De norm beschrijft hoe effecten op vissen eenduidig onderzocht kunnen worden via veldmetingen, laboratoriumproeven en modelberekeningen. De standaard is toepasbaar op een breed scala aan installaties, waaronder centrifugaalpompen, Archimedes-schroeven, waterturbines, complete pompstations en waterkrachtcentrales. Dit onder voorwaarde dat deze waterwerken bij oppervlaktewateren liggen met inheemse of migrerende vissoorten.
De resultaten van de voorgeschreven metingen kunnen worden gebruikt voor effectbeoordelingen, beleidsontwikkeling en het bepalen van verzachtende maatregelen.
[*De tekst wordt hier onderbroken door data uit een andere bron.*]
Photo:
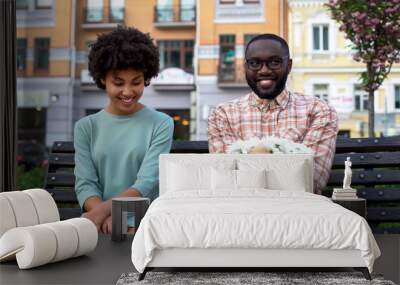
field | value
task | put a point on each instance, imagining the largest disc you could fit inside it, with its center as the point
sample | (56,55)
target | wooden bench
(375,164)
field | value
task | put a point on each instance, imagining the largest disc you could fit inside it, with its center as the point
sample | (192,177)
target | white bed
(204,220)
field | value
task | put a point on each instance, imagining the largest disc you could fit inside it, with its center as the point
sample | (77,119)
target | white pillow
(226,179)
(223,179)
(194,172)
(251,178)
(284,172)
(182,177)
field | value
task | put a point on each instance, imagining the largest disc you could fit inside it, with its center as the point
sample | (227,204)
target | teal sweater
(114,153)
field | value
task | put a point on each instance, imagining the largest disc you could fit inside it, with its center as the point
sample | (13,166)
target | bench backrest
(375,165)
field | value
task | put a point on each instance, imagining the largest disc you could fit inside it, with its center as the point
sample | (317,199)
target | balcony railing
(231,75)
(175,15)
(99,15)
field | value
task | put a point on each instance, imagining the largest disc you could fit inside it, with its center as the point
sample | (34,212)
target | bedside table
(358,205)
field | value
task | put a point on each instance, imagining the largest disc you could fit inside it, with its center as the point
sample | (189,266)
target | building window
(44,4)
(397,96)
(117,12)
(42,53)
(321,91)
(320,37)
(176,53)
(94,11)
(248,37)
(188,10)
(164,11)
(22,4)
(21,54)
(226,58)
(360,99)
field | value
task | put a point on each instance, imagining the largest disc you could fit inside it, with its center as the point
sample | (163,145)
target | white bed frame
(249,258)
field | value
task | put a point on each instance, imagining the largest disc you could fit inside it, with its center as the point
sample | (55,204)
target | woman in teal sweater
(117,149)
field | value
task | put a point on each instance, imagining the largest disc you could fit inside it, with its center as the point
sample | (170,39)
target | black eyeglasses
(272,63)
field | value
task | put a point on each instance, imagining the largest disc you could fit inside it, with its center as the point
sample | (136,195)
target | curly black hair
(121,49)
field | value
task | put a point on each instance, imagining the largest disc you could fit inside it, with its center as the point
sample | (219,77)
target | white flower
(277,145)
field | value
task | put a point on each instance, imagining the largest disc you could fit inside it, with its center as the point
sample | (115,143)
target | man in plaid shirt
(272,110)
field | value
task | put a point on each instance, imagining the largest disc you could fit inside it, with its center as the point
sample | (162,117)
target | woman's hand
(98,215)
(106,227)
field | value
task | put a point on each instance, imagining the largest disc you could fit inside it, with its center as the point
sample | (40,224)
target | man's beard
(270,95)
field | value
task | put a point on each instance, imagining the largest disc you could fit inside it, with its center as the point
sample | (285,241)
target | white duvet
(256,218)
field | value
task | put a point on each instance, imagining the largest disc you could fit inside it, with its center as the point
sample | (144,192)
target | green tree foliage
(373,27)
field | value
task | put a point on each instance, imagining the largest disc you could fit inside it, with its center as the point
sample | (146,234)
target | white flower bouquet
(270,144)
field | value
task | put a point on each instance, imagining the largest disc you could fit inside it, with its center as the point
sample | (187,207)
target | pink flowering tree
(373,27)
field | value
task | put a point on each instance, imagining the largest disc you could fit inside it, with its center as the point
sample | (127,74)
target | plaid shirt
(303,119)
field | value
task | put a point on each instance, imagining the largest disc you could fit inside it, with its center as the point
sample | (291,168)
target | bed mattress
(250,219)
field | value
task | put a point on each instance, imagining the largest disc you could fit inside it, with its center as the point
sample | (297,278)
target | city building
(201,45)
(45,36)
(323,67)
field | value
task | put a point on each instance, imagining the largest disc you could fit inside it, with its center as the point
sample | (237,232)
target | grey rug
(269,278)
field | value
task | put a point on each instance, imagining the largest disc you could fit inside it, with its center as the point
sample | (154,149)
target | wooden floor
(389,262)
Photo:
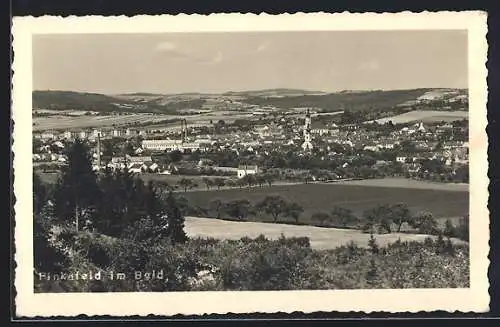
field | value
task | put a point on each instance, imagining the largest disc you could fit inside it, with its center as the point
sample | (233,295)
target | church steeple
(307,145)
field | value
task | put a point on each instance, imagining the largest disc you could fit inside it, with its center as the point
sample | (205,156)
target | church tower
(307,145)
(99,150)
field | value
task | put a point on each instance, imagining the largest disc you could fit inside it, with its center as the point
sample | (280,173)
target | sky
(326,61)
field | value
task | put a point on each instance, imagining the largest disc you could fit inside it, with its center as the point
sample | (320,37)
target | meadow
(426,116)
(358,198)
(321,238)
(75,122)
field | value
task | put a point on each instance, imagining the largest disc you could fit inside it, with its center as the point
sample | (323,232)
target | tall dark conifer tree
(77,192)
(175,228)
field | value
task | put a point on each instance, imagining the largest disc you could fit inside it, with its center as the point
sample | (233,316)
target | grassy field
(322,197)
(426,116)
(75,122)
(408,183)
(320,238)
(443,200)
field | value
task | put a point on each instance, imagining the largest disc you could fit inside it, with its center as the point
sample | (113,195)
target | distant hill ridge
(281,98)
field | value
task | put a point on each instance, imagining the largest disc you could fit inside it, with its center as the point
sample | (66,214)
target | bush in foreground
(262,264)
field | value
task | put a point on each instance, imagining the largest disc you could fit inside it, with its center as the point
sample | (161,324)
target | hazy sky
(220,62)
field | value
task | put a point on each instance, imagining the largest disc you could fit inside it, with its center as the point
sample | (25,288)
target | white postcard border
(29,304)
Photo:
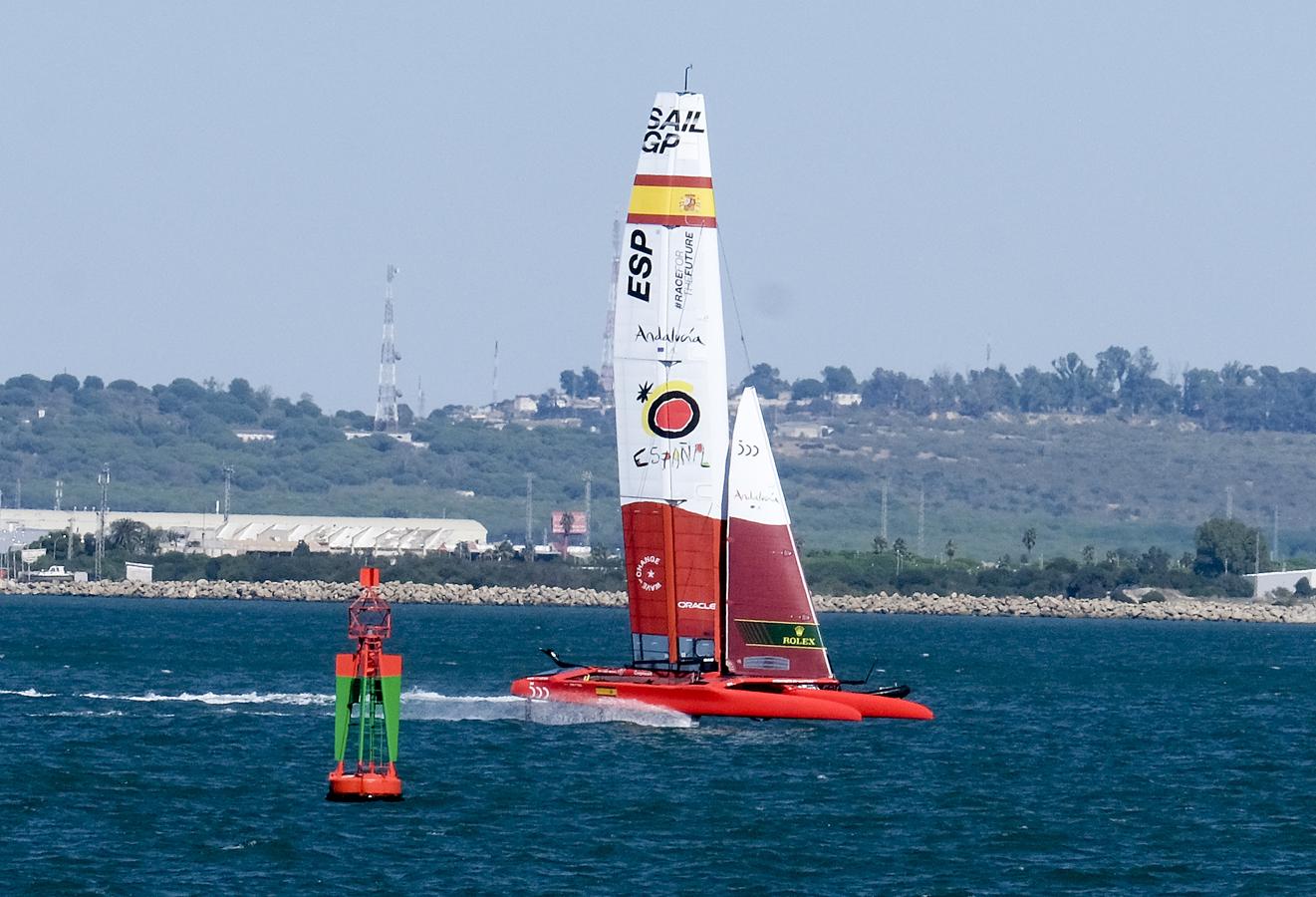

NEN-EN 18110:2025 vervangt de eerdere Nederlandse norm NEN 8775 en is ontwikkeld onder Nederlands projectleiderschap, met bijdragen van TU Eindhoven, Entry Technology Support, ATKB, waterschappen, ecologische adviesbureaus, onderzoeksinstellingen en fabrikanten.
Door deze brede samenwerking sluit de norm goed aan bij zowel praktijkervaring als wetenschappelijke inzichten. Voor overheden en milieuorganisaties vormt de norm een belangrijk hulpmiddel bij het beoordelen van installaties die de vismigratie kunnen beïnvloeden. Fabrikanten kunnen de criteria meenemen bij het ontwikkelen van visvriendelijke ontwerpen.